Over the past several years any opponent desicrating it has fallen out of the playoffs with quite a few examples in the 2008 season alone. The Ravens wideout Derrick Mason stomped the towel and his crew went on to lose all three games against the Steelers this season; culminated with a physical ass-wiping in the AFC title game. Who can forget LenDale White and Keith Bullock of the Tennessee Tuxedos stomping it with muddied cleats in week 17? The number one seed became the monkey gone to heaven, losing their first post-season game.

Phoenix Mayor Phil Gordon and the Cardinals mascot Big Red who chose to ignore the Fates. The bird wiped his armpits with the towel and Mayor Phil blew his nose into it. He then threw it on the ground and smeared it with his foot.

What should have been the greatest comeback in Super Bowl history turned into a play for the ages that featured, not the red birds; instead a Holmes reception in the corner of the end zone with seconds left in the game to lead the Steelers to the title.

A few weeks prior to the Big Dance, the League announced its plan to produce a Trophy Towel. More schwag to milk fans of the victorious team. Granted, the Terrible Towel began as a radio gimmick. But it’s our Goddamn gimmick! Somehow it assumed the spirit, spit and spite of Myron Cope. Other teams have tried to appropriate it – like the Colts and I seem to remember the Jacksonville Jagoffs. But who the fuck wants to wave a teal towel? The Fire Island Marines?

I know – it is only a towel. But it’s our towel. The Pack has wedges of cheese that they put on their heads; the Browns have dog masks and Milk Bones. And the Raiders have ankle monitors. You don’t see the NFL coping any of that stuff.

When Roethlisberger stepped on to the set of the NFL Network post game panel, my heart sank. He had a fucking ‘trophy towel’ slung over his shoulder. This is where the superstitious part of my mind began to spin up; the part of me that won’t walk under a ladder; the part that gets freaked out when a black cat runs across my path. With all of the talk of the Cope curse and even Steeler players critical of the Trophy Towel, why would you put that thing on your shoulder for an interview? Why would you even touch it? The appropriate response would have been to throw it to the fans; get as far away as possible – like it had leprosy.
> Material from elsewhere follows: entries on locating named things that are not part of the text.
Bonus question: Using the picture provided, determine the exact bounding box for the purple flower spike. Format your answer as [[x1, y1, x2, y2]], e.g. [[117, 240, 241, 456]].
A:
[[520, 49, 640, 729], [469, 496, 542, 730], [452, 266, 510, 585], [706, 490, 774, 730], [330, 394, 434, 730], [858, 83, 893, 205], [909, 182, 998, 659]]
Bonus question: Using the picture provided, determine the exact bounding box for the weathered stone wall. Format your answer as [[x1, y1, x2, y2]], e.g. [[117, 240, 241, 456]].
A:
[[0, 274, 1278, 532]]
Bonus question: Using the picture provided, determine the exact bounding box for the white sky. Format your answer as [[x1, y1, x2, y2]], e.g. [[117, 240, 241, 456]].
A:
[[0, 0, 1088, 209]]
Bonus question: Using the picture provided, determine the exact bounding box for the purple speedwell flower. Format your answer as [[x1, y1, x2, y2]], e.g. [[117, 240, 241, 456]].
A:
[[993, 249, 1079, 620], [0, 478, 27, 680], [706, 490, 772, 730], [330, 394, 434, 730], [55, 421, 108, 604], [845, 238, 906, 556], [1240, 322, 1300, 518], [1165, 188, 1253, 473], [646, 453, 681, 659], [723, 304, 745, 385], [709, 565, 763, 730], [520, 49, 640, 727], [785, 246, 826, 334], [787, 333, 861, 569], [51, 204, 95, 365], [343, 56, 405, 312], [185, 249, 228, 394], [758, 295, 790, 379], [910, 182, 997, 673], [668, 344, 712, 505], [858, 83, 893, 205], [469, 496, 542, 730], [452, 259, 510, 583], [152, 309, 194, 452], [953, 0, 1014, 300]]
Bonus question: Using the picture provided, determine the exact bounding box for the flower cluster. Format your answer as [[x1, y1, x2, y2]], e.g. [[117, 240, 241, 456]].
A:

I realize that this is the more irrational shit that runs through my head and hopefully I am wrong and this will be forgotten like the Disney World commercials but I cannot help taking the Steeler players open handling of this dark-hearted greed tchotchkie as a bad sign and a jinx. I am going on record now so that the witch doctor or feng shi master who will know how to remedy my presumed curse can start sacrificing the kittens to lift it sooner than later.

If the Steelers are beset with a string of bad luck through injury or missed opportunity; if they don’t see the post season for a long time – it’s because of that fucking Trophy Towel!